You’re packing up after a loved one is gone. It’s the sort of activity many of us dread having to do, because the things we own, and the places we inhabit, carry memories within them. It’s a kind of surreal recall that happens when in those old places, as if the walls and things are infused with what happened around them. In this title, you’ll be seeing a lot of those memories as you try to pack the place up, with the past continually breaking its way into the present.
As you clean up and pick up objects, if you look at them from the right angle, you’ll see the world through the window of a memory. The objects in the house all contain their own little moments, and if you take the time to touch and handle them, you’ll live through moments in the character’s life at different points. Through delving into these memories, you’ll see the flow of the character’s life with their loved ones, piecing together who they are and how they became the type of person they are.

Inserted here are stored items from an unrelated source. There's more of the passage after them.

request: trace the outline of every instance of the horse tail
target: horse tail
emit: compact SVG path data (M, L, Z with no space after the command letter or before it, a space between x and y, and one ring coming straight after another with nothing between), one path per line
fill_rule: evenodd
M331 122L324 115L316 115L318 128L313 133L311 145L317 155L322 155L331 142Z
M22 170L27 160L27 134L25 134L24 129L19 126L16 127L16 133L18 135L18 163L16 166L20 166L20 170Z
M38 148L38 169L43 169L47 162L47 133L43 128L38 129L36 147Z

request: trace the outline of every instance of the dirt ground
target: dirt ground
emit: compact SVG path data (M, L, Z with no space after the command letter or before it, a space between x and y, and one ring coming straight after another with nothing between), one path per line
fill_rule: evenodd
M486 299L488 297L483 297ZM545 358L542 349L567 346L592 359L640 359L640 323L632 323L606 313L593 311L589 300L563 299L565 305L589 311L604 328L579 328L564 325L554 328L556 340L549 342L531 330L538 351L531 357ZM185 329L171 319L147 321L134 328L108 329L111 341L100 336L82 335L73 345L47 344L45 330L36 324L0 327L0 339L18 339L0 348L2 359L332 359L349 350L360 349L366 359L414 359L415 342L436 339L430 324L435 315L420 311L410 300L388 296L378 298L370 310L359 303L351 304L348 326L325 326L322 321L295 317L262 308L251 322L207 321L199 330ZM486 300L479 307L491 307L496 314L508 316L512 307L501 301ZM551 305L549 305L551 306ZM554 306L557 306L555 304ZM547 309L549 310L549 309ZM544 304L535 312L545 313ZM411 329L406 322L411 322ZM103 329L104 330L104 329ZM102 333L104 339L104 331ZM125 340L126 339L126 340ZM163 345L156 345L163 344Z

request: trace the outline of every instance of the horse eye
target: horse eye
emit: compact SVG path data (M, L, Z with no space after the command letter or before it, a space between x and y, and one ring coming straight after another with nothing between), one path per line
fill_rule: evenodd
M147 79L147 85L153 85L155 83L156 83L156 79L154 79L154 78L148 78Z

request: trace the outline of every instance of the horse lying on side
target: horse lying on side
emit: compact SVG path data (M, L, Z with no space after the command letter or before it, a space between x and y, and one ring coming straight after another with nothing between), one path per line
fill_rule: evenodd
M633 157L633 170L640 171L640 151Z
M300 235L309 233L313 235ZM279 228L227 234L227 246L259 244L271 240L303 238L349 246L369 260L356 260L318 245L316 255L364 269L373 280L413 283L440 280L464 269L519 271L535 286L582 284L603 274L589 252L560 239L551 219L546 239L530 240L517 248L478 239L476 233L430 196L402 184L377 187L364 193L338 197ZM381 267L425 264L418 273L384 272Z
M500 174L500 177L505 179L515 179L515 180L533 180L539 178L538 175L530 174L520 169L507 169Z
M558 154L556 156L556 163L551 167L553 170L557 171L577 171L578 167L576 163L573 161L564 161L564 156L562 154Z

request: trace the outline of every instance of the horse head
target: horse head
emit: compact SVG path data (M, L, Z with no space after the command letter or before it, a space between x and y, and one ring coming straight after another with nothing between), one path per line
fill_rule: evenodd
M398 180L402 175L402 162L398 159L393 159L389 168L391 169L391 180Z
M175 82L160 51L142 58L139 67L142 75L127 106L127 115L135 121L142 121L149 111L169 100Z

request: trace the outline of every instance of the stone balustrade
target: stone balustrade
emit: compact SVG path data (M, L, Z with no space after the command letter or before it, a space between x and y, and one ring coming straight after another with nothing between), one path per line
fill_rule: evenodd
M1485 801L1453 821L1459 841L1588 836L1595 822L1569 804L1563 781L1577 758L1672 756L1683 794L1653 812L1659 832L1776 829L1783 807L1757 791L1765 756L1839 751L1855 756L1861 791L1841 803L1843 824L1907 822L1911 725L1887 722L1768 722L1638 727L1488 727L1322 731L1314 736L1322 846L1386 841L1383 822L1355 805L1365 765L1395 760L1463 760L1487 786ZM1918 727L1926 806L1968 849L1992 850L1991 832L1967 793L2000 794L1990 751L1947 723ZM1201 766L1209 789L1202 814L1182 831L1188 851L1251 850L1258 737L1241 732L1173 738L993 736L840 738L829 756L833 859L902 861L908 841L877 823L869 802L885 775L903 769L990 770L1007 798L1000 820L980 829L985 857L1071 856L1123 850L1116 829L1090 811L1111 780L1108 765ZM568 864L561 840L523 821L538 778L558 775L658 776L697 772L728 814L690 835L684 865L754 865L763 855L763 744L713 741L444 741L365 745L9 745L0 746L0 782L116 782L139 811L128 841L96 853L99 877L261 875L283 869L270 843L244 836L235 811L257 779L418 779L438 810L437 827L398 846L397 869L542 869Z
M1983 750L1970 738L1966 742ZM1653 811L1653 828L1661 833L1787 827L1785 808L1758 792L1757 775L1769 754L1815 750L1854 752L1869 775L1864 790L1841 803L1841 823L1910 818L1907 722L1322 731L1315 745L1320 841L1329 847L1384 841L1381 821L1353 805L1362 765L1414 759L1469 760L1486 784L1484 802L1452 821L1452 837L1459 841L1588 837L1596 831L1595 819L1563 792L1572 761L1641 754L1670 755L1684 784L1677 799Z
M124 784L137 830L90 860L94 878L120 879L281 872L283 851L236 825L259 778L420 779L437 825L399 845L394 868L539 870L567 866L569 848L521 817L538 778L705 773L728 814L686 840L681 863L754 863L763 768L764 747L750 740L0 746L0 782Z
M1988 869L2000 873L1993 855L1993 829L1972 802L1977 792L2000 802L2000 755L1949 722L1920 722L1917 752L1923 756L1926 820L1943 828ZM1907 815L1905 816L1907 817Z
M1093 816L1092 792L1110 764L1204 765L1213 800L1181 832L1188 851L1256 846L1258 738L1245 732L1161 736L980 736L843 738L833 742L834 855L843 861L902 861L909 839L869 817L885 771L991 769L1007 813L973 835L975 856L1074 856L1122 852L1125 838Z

Hindsight is a look at how the most innocuous of things can hold important memories within it. It’s not just photographs that can hold the past, especially at emotional times like the main character is going through right now. There’s something about recent loss that seems to blur past and present – when we only have memories of someone we loved, memories seem to pour out of everything around us. Perhaps it’s a need to live in that past at the moment – to go back to when that person was alive – that makes this happen. This game lets us experience that feeling for a little while, and perhaps reflect on someone we care about who may not be gone just yet. And that maybe we should reconnect before all we have left is memories and things.
Hindsight is available now on the Nintendo eShop, App Store, and Steam.